A team of researchers from the Chinese Academy of Sciences and the City University of Hong Kong has introduced a local-to-global approach that can generate lifelike human portraits from relatively rudimentary sketches.

Recent deep image-to-image translation techniques have enabled the prompt generation of human face images from sketches, but these methods tend to suffer from overfitting to their inputs. They thus achieve the most realistic results only when the source drawings have high-quality artistry or are accompanied by edge maps.

Unlike most deep learning based solutions for sketch-to-image translation that take input sketches as fixed, ‘hard’ constraints and then attempt to reconstruct the missing texture or shading information between strokes, the key idea behind the new approach is to implicitly learn a space of plausible face sketches from real face sketch images and find the point in this space that best approximates the input sketch. Because this approach treats input sketches more as ‘soft’ constraints that will guide image synthesis, it is able to produce high-quality face images with increased plausibility even from rough and/or incomplete inputs.

Illustration of the model’s deep learning framework architecture

The system consists of three main modules — CE (Component Embedding), FM (Feature Mapping), and IS (Image Synthesis). The CE module adopts an auto-encoder architecture and separately learns five feature descriptors — left-eye, right-eye, nose, mouth, and remainder — from the face sketch data. The FM and IS modules together form another deep learning sub-network for conditional image generation, and map component feature vectors to realistic images.
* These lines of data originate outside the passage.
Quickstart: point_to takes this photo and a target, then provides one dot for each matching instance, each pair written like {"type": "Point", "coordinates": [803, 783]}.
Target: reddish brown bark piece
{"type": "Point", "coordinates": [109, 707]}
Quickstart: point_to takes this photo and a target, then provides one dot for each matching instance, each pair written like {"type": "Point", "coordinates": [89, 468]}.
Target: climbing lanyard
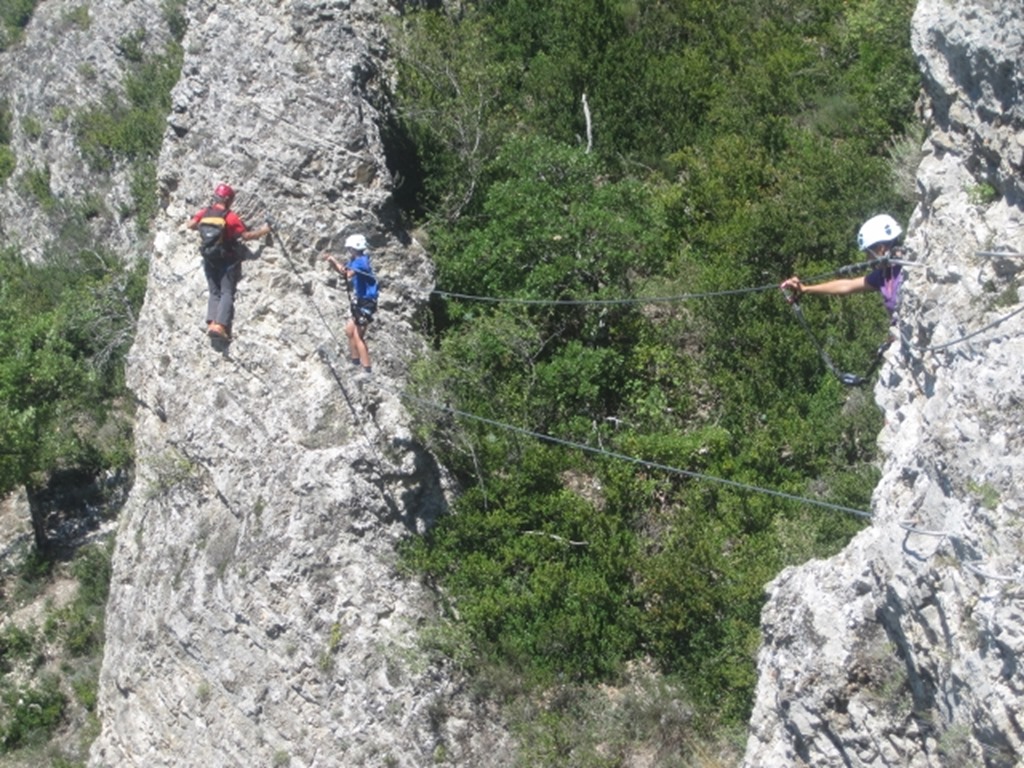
{"type": "Point", "coordinates": [850, 380]}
The researchers also provide a shadow-guided interface, implemented based on CE, that makes it easier for users to refine the input sketches. Their system can produce high-quality realistic face images — with resolution of 512 × 512 — that faithfully respect and reflect the input sketches.

Both qualitative and quantitative evaluations show that the method produces visually more pleasing face images, according to the researchers. The system’s usability and expressiveness were also favourably confirmed in a user study.

The researchers say their tool is easy to use, even for non-artists, while still supporting fine-grained control of shape details. They are working on releasing the source code soon.

The paper DeepFaceDrawing: Deep Generation of Face Images from Sketches has been accepted by SIGGRAPH 2020 and is available on arXiv.